Ayman Al-Anam submitted the app to Google on Dec. 27. After scrutiny and manual verification, Google uploaded the app on its Play Store on Dec. 31.
“Currently, Bangladeshi internet users are mostly dependent on apps like WhatsApp, Viber and Imo for communication overseas,” Al-Anam told Arab News.
“I thought we should have something of our own, which inspired me to start working on my communication app.”
It took the 10-year-old 10 months to create the app, which he said he accomplished by himself, without the help of any mentor. “I learned the process through different YouTube tutorials. The rest was just trial and error,” he added.

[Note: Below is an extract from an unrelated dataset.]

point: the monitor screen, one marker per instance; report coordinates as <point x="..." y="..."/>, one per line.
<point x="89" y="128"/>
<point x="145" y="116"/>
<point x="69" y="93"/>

The app provides better-quality, high-definition video calls to its users. It also works for transferring big data in a shorter amount of time compared to similar apps.
Al-Anam’s success at such an early age has surprised his parents. “From a very early age, my son had a knack for technology, and I encouraged him to pursue it. He used to spend his free time in front of computers, smartphones and other devices,” said proud father Tauhedush Salam Nishad. “I always supported him, but I never dreamed that he’d see this sort of success so young.”
Recalling the first successful test run of the new app, Nishad said: “One night, I returned home from work and Ayman took my smartphone and installed the raw file of the app. Later, he did the same with his mother’s phone and connected the two devices with a video call. It was the best moment in his life. He shouted with joy, ‘I did it!’”
Al-Anam named the app after his mother Lita. The young inventor is currently studying at South Point School and College in Chattogram, 248 km from the capital. He dreams of becoming a software engineer and wants to work at Google headquarters.
His creation has drawn much attention from local experts. “We should nurture this sort of extraordinary talent very carefully,” Prof. Mohammad Kaikobad of the Bangladesh University of Engineering and Technology told Arab News.
“This new generation will lead the technology world of tomorrow if they’re guided and encouraged properly.”